That brings up an interesting use case for CFTHREAD, suppose you have a scheduled task that runs once a day, it may be a good idea for that task to run in a low priority thread, because otherwise the task will run in a normal priority thread.
Now adding cfthread, I could easily see a novice or even an intermediate programmer spawning threads everywhere just because its a fun new toy and, just like you said, never load testing. Once the site gets more than 5 hits, it locks up. And because its a ColdFusion site, CF will be blamed for the lock up, when in reality, the problem is with the programmer (the code), not CF
I suspect that this may be a contributing factor to only allowing 2 concurrent threads in the Standard License (i.e. programmers with less experience?)

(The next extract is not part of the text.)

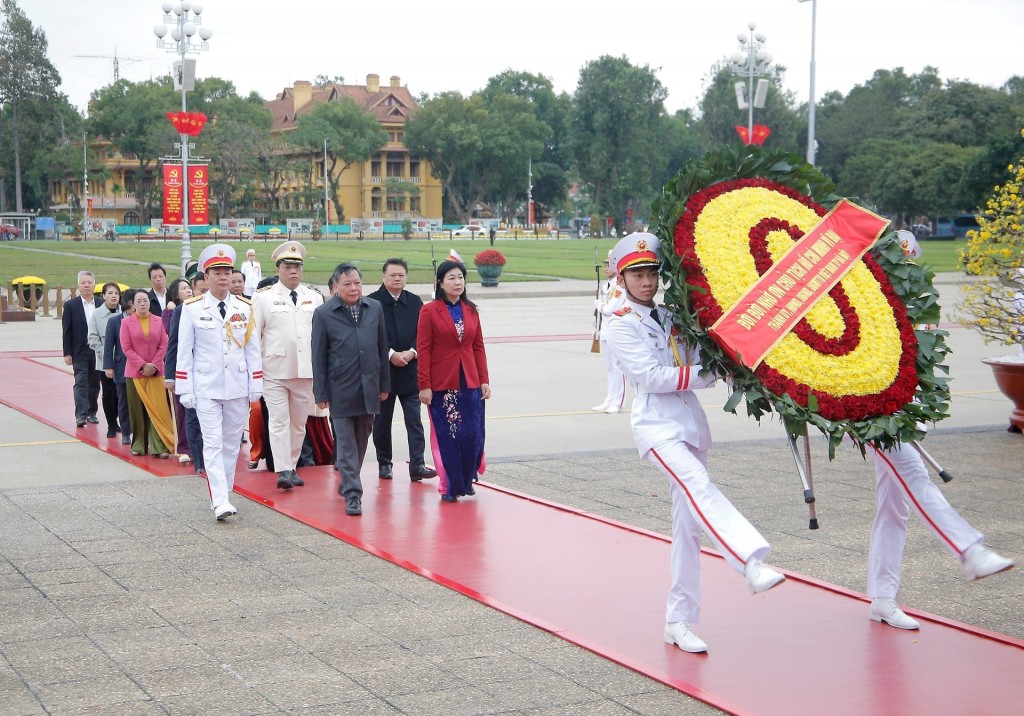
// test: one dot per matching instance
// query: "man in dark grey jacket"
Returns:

At least that was my understanding...
http://www.adobe.com/products/coldfusion/pdfs/cf8_featurecomp.pdf
Thread pool and thread creation are mutually exclusive...
Lowering thread priority has zero impact on context switching overhead...
And so on, and so on...
Anyway, each impression needs to execute about 20 threads that query a third-party xml feed and then join them and display the results. So far it worked well for us when we had it at 5 threads per request. But now we do 20-30 requests and the servers are both crashing every 6-12 hours.
It seemed like the memory hit nearly 0 gb on our servers and then CF stopped working. I investigated all memory leak issues on the web and came up short of how that could be anywhere connected to cfthread.
I installed Oracle's BEA JROCKIT jvm to replace the SUN jvm, and the memory leak issue disappeared, probably due to their superior garbage collector. But now their JVM is crashing for other weird reasons due to CFQUERY - well not CFQUERY , because we actually query our database via Java functions since there were other CFQUERY pooling performance problems in the past. So our software is really tuned and customized to work the best it can on the least amount of hardware.
What I added to our CFTHREADs is the action=terminate after all threads are joined, which we haven't been doing so far. So far the servers have been stable last few hours but we'll need more time to actually determine if that was the issue or not.
So I am just curious what everyone recommends and if anyone experienced similar memory leak problems with cfthreads?